Am Jahrestag der Pogromnacht widmete sich das ZDF mit „Das Unwort“ dem aktuellen Judenhaß an deutschen Schulen. In 85 Minuten versuchte sich die Komödie des jüdischen Regisseurs Leo Khasin an einer humorvollen Aufarbeitung des ernsten Themas.
Heikel, weil heutzutage eine ehrliche Auseinandersetzung notwendig mit Fragen nach muslimischem Antisemitismus und einer verfehlten Integrationspolitik verbunden ist. Derlei Stoffe sind im staatlichen Fernsehen – im Gegensatz zum eifrig diskutierten Antisemitismus von „Rechts“ – erfahrungsgemäß unbeliebt.
Unabhängig von der Qualität des Films kann man Regisseur Khasin keine falsche Zurückhaltung vorwerfen: Vergleichsweise schonungslos thematisiert er muslimischen Antisemitismus als Kern einer neuartigen Judenfeindlichkeit an deutschen Schulen.
Aber auch das problematische Verhalten überkompensierender Multikulti-Liebhaber, desinteressierter Normalbürger und absichtlich wegsehender Bürokraten wird vorgeführt.

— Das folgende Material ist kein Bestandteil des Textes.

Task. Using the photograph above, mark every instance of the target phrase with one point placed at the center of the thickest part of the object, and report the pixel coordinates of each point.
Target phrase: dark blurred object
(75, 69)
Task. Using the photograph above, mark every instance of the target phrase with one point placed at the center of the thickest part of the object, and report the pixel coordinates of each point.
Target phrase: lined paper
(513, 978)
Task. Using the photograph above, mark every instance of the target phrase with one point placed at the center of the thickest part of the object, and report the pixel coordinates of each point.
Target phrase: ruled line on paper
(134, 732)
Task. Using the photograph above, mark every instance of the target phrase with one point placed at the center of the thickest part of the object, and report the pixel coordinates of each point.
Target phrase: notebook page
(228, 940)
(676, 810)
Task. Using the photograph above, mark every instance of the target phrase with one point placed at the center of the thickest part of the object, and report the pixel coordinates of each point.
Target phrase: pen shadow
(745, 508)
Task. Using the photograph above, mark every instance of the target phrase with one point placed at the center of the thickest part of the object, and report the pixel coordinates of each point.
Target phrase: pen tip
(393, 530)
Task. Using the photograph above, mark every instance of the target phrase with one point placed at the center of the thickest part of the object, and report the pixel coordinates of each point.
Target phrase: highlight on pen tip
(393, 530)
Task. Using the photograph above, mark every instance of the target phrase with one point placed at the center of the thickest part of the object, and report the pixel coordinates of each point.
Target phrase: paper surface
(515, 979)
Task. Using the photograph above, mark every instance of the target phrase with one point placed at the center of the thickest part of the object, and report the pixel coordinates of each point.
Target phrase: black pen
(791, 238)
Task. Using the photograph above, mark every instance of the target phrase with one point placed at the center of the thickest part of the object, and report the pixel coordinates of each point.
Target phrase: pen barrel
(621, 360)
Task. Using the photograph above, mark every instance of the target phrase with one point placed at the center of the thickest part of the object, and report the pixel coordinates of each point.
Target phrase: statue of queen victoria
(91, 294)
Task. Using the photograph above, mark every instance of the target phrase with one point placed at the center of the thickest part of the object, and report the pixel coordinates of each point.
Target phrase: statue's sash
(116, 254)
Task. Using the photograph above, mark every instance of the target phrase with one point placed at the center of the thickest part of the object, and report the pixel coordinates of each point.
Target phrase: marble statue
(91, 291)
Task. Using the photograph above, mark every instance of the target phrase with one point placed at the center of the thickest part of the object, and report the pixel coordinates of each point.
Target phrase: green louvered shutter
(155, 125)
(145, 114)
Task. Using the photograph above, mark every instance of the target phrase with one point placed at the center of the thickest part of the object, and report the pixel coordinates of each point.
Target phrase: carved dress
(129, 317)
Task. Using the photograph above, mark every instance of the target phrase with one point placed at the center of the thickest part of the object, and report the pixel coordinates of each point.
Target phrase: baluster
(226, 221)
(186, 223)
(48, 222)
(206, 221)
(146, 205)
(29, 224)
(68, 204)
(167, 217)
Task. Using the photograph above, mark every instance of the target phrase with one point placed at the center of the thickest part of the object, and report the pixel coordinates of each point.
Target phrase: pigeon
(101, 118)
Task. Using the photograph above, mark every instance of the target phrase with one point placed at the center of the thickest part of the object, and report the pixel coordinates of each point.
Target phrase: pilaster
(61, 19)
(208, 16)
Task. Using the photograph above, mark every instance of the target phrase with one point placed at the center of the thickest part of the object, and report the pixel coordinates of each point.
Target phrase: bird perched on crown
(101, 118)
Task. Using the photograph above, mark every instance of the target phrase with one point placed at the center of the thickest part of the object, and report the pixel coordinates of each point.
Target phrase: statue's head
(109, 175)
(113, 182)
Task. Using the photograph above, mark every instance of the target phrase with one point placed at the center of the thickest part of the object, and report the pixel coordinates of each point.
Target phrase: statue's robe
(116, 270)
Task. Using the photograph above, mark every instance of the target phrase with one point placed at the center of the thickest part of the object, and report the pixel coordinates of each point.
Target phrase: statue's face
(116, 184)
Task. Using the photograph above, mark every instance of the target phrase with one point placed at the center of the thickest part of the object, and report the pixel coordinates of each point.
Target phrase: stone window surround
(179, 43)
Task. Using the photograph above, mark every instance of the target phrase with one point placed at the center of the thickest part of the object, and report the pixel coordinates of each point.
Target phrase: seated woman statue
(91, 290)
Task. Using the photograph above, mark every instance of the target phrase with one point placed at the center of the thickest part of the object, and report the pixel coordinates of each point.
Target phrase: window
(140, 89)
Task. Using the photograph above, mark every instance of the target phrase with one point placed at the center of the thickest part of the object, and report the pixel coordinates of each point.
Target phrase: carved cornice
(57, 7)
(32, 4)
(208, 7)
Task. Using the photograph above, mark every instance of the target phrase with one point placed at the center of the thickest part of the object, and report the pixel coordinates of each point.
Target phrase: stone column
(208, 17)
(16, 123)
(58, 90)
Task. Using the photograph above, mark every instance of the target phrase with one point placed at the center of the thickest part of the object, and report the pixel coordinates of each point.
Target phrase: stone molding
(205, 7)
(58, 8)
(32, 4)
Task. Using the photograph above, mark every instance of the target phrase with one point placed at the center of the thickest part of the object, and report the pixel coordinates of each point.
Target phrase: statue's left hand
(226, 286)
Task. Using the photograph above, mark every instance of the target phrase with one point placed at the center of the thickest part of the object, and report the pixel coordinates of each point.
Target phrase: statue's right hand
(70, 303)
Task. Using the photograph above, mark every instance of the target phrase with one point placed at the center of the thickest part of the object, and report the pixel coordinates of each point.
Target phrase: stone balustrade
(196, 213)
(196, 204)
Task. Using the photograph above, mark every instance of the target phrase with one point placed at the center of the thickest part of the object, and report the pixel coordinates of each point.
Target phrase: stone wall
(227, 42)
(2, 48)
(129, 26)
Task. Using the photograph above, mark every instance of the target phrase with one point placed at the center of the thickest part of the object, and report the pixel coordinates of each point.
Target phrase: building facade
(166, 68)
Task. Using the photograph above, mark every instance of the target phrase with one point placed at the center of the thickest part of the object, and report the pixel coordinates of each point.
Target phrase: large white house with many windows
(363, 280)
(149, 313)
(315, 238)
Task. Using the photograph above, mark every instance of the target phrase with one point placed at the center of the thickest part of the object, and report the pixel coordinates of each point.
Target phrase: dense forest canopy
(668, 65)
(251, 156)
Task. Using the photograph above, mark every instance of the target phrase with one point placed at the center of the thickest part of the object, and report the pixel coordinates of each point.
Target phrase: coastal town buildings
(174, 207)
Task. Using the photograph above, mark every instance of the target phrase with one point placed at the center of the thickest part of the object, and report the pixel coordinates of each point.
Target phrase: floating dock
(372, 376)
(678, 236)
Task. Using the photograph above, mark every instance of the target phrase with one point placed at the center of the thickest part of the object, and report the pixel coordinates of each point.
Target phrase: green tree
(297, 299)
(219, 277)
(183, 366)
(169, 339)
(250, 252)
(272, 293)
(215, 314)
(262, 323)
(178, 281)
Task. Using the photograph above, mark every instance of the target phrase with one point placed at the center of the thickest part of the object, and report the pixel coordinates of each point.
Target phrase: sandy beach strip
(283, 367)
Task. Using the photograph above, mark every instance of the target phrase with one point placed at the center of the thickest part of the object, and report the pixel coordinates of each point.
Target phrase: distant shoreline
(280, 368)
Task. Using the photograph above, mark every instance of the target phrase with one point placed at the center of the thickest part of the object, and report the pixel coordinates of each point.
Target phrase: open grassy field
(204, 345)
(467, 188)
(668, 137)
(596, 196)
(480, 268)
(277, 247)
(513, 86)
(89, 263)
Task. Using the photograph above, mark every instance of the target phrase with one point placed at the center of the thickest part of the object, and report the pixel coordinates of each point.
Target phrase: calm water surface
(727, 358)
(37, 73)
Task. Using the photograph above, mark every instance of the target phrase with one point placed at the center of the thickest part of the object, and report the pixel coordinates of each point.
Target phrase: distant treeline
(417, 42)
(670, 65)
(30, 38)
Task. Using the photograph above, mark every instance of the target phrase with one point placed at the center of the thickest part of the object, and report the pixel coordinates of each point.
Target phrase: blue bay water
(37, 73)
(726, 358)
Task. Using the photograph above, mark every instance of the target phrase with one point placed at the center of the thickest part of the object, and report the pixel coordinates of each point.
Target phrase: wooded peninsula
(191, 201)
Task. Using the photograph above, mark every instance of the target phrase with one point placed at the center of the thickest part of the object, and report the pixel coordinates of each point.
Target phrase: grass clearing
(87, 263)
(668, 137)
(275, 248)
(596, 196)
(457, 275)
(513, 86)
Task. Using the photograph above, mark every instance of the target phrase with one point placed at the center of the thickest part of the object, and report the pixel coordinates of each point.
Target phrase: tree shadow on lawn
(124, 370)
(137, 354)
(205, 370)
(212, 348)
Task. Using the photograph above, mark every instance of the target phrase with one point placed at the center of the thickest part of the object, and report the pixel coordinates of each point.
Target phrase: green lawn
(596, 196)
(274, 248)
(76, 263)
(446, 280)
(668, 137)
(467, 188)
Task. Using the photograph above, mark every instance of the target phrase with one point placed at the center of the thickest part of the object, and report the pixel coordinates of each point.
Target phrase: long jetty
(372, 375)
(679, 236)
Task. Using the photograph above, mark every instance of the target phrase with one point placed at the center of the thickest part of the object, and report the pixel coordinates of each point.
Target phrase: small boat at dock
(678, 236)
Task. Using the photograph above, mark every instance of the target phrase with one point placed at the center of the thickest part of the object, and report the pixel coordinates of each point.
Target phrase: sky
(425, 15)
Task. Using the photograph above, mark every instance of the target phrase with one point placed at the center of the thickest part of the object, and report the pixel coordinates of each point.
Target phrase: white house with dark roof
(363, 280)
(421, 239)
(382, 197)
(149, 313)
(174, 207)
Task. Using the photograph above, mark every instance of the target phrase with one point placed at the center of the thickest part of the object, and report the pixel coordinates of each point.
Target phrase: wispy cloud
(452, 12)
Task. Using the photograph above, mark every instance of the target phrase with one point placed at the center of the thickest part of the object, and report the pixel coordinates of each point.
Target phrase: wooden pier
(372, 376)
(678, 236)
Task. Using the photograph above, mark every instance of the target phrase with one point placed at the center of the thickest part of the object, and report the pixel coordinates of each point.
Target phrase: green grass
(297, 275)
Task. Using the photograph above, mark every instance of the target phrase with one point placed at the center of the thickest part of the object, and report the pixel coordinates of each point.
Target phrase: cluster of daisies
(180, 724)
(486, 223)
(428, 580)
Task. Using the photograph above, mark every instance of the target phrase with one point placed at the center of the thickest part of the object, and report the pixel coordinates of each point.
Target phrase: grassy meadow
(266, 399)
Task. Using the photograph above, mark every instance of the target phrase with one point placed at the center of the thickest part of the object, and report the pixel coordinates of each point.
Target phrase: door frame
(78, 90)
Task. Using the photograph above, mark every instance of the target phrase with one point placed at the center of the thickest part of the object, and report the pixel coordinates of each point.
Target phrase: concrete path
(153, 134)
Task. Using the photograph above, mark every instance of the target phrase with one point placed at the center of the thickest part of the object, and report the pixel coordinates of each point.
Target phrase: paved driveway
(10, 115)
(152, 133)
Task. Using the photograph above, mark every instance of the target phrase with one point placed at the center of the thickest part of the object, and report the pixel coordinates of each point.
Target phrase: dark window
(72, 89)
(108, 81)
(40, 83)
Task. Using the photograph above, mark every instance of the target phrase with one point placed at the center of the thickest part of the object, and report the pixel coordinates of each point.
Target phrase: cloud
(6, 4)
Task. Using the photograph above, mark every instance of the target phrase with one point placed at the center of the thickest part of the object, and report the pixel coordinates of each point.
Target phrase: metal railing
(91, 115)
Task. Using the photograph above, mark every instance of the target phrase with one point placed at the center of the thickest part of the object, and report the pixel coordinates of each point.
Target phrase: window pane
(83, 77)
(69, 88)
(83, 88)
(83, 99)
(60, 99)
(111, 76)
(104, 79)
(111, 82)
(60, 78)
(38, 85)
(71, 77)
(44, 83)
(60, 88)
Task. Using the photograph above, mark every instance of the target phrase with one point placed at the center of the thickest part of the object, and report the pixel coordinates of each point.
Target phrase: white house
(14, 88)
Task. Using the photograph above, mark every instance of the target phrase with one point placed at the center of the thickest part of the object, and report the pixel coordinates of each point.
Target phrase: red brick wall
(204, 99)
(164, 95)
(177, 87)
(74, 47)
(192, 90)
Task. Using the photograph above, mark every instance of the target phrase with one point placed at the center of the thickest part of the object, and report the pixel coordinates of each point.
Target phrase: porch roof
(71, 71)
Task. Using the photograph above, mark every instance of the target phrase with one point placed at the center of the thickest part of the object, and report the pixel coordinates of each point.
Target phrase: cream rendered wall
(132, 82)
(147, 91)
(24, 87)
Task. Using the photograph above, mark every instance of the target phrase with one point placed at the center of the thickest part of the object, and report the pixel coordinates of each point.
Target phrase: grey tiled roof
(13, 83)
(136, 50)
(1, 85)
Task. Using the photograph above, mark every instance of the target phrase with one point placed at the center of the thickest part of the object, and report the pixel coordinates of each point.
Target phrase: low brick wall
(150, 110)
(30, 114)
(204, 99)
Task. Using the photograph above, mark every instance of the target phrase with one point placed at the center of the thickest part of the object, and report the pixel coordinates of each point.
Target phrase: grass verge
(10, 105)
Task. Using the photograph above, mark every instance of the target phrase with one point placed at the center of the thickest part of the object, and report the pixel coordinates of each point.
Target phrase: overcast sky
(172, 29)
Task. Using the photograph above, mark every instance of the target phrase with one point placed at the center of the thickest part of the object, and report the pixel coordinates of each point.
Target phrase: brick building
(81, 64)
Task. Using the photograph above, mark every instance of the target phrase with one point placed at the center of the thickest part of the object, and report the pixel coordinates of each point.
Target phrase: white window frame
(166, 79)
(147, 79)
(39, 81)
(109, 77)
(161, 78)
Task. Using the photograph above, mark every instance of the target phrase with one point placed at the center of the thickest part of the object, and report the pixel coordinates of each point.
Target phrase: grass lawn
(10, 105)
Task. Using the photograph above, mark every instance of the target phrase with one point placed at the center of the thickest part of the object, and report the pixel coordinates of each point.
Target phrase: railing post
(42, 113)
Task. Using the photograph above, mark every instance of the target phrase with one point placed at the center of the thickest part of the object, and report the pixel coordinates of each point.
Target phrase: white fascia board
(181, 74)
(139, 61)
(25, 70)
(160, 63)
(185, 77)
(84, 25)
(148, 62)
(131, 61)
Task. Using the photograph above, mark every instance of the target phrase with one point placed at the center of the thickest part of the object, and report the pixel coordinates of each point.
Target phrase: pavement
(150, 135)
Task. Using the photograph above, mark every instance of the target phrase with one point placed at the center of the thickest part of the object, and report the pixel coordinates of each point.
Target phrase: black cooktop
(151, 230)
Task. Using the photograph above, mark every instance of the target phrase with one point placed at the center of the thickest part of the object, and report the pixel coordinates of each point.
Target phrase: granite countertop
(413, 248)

Wer also den tausendsten pseudomoralisch-bedeutungslosen Beitrag über glatzköpfige Neonazis, die Synagogen anzünden und den Holocaust zelebrieren erwartet, wird positiv überrascht.
Die Handlungsführung scheint stark an Yasmina Rezas Bühnenerfolg „Der Gott des Gemetzels“, beziehungsweise an dessen Hollywoodadaption angelehnt und beginnt mit einer Klassenkonferenz. Anwesend sind Klassenlehrerin Ritter, der Schuldirektor, eine Frau Dr. Nüssen-Winkelmann von der Schulaufsicht (gespielt von Iris Berben), das Ehepaar Berlinger und der Hausmeister Eichmann.
Ja, Eichmann – und Nein, nicht Adolf. Dieser scheinbar sprechende Figurenname kündet bereits unheilvoll von einer Schwäche des Films, an der im Übrigen der deutsche Film der Gegenwart chronisch kränkelt: Eine schreckliche Humorlosigkeit, die sich mit banalen Pointen und Slapstick-Einlagen selbst überwinden will.
Konflikt wird in Rückblicken erzählt
Zurück zum Personal: Die Eltern der muslimischen Schüler sind zunächst nicht anwesend, was bald von Nüssel-Winkelmann mit „Ich bin von diesen Leuten nichts Anderes gewöhnt“ quittiert wird. Dem aufmerksamen Zuschauer wird nicht entgangen sein, daß die Dame etwas vorurteilsbehaftet ist – die Charakterentwicklung, die so filigran daherkommt, als wäre sie mit dem Hammer gemacht, scheint übrigens ebenfalls ein verbreitetes Gebrechen im deutschen Film.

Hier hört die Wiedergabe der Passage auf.